Nasdaq moves to make trading nearly 24 hours. Why some on Wall Street say that’s a bad idea

Nasdaq moves to make trading nearly 24 hours. Why some on Wall Street say that’s a bad idea


The Nasdaq MarketSite in New York, US, on Thursday, Nov. 20, 2025.

Michael Nagle | Bloomberg | Getty Images

Nasdaq is moving closer to around-the-clock stock trading, a shift that some on Wall Street are calling unnecessary — and potentially destabilizing.

The exchange said it plans to submit paperwork to the Securities and Exchange Commission to allow U.S.-listed equities and exchange-traded products to trade nearly 24 hours a day, five days a week. If approved, the new schedule would launch in the second half of 2026.
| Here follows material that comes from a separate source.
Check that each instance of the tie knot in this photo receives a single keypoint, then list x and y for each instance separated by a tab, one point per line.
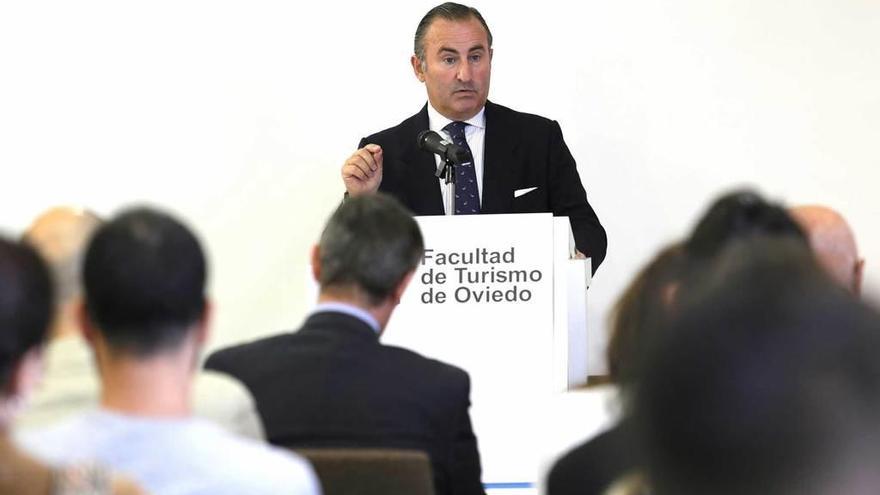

Under the proposal, Nasdaq would expand trading hours to 23 hours each weekday from the current 16 hours. Stocks would trade in a “day session” from 4 a.m. to 8 p.m. Eastern time, followed by a one-hour pause for maintenance, testing and clearing. A “night session” would then run from 9 p.m. to 4 a.m. the following morning.

Critics argue that formalizing nearly nonstop trading could worsen some of the very problems that plague the structure of equity markets today — thin liquidity, sharp price swings and an increasingly “gamified” trading environment.

‘Worst thing in the world’

“This is literally the worst thing in the world,” the Wells Fargo trading desk wrote in a note to clients. “I cannot think of an action that single-handedly gamifies the stock market even more than it has already become. This is the epitome of making trading even more like gambling.”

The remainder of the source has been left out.